Friday, March 27, 2009

A Tale of Now and Then

I think I've mentioned that I used to follow Big Ten basketball. It was one of the sports I watched with my father to keep him company on Saturday afternoons and something we could discuss over Sunday dinner. Being a Hoosier, it was one of the few sports I actually enjoyed watching and I had a handful of favorite college teams and coaches that I followed avidly.

When Dad died, I stopped watching basketball.

I mention this because it's NCAA Tourney time and they have the games on prime time night after night and I can't watch my regularly scheduled shows. So I happened to catch the new PBS series The Legend Seekers and the preview episode, The Lively Family Massacre. It's a true story about a family that was massacred by the Indians except for one little girl, Jane.

According to the family history, Jane survived because a few weeks before the massacre her parents had given her to a passing family that had recently lost a child. It's not known why she was given away. Maybe the mother had a premonition, maybe she felt sorry for the grieving family. Makes you wonder, doesn't it?
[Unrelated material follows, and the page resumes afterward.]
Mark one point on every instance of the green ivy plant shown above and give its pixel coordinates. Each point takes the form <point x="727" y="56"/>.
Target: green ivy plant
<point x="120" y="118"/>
Why would a family donate an 8 year old girl to strangers? Presumably "a passing family" was someone they'd known only a few days and would probably never see again. What were they thinking?

Did they say, "Oh, you lost a child? You poor things! Here have one of ours. We have plenty."

Were they thinking, "Thank goodness we got rid of that prissy little brat. She was worthless for farming. Now lets raise some good sturdy boys that will help cut down the timber and plow the field and shoot some bears."

What must the little girl have felt as she marched away with her new family. Was she crying, sobbing, reaching out for her parents, begging them not to make her go? Was she glad to leave? Was she loved by either family? Is it too late to care?

2 comments:

Ken J. Marks said...

Well it turns out (to my surprize too) that that practice wasn't all that uncommon back then.
The practice of being "Indentured" where a son was given to a neighboring farm to live and work for years(to settle a debt or earn extra money)happened all the time. Young children were put on steamships from europe alone to travel to a different country. And in these times people trusted one another a whole lot more. Families with too many young mouths to feed especially females (who didn't farm and do chores as well)might just exactly do this. Lastly, to your question of whether she was glad to leave perhaps can be answered by the fact that she survived and that there are scores of living decendants of her that are pretty happy about it too.

chick said...

In those times, this family probably knew that there was a likely chance that trouble was coming. A little girl had no chance if they were attacked. The boys could wield a weapon. If she were not killed, her life would have been hell (as they probably knew or thought.) Life on the frontier was very hard. I can see the Mother choosing to give her daughter a better life.